Bragg v. Linden Research, Inc.: A Second Life?
on November 29, 2010 at 9:21 AMThe extent of property rights in virtual worlds is a hot-button issue that has spawned a storm of academic commentary in the past few years, and Linden Research, the creator of the virtual world known as Second Life, is a lightning rod. Those of you who remember a case by the name of Bragg v. Linden Research, Inc. from 2007 will be interested to know that it may be granted a “second life” of sorts.
On April 15, Second Life users (Carl Evans, Donald Spencer, Valerie Spencer, Cindy Carter) brought a class action suit in the Eastern District of Pennsylvania against Linden Labs, Inc. and its former President, Philip Rosendale. The Plaintiffs’ stated purpose was to “define the rights of purchasers of virtual property in Second Life,” and to obtain “monetary damages and injunctive relief on behalf of Plaintiffs and others similarly situated.” As the complaint states, Linden Labs used the opportunity to retain all property rights in real land as a major selling point until the Bragg case, at which time the company began altering the language in its contractual provisions regarding ownership. The effect, the complaint alleges, was the transformation of ownership rights into limited access licenses. While this might be acceptable for future buyers, the complaint argues that Linden applied the provisions retroactively and unilaterally without giving existing virtual landowners the option to convert their Second Life assets back into American currency. Thus, the Plaintiffs allege that Linden unlawfully converted their property without compensation.
Of legal interest is the Plaintiffs’ decision to file in the same district as Bragg, which renders them an important procedural advantage: offensive non-mutual collateral estoppel. This will allow Plaintiffs to use some of the damaging admissions that Linden made in Bragg to their advantage while preventing Linden from re-litigating those issues. Some of those issues include the validity of Linden’s arbitration clause and the unconscionability of Linden’s terms of use agreement.
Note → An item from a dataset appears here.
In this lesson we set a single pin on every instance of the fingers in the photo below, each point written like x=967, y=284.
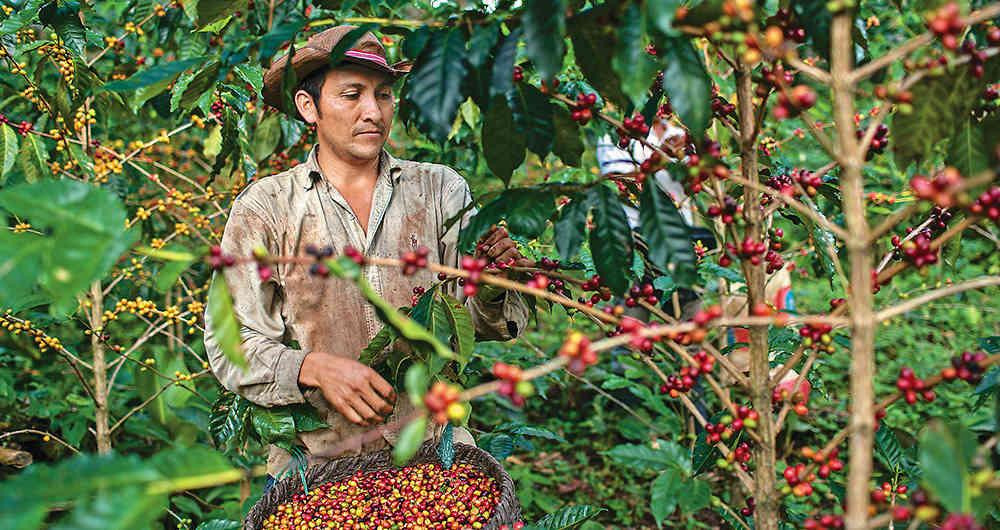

Perhaps most significant about this case is its potential to provide legal scholars and practitioners with some legal precedent for future disputes. As of now, all three cases regarding virtual world property rights, (including Bragg) have been settled, and thus provide little guidance as to how to proceed with future litigation involving virtual world property rights. To be sure, this case breathes new life into realms of legal interest both avante garde (virtual world property rights) and mercifully forgotten (offensive non-mutual collateral estoppel)—whether it does so in a meaningful way is yet to be seen.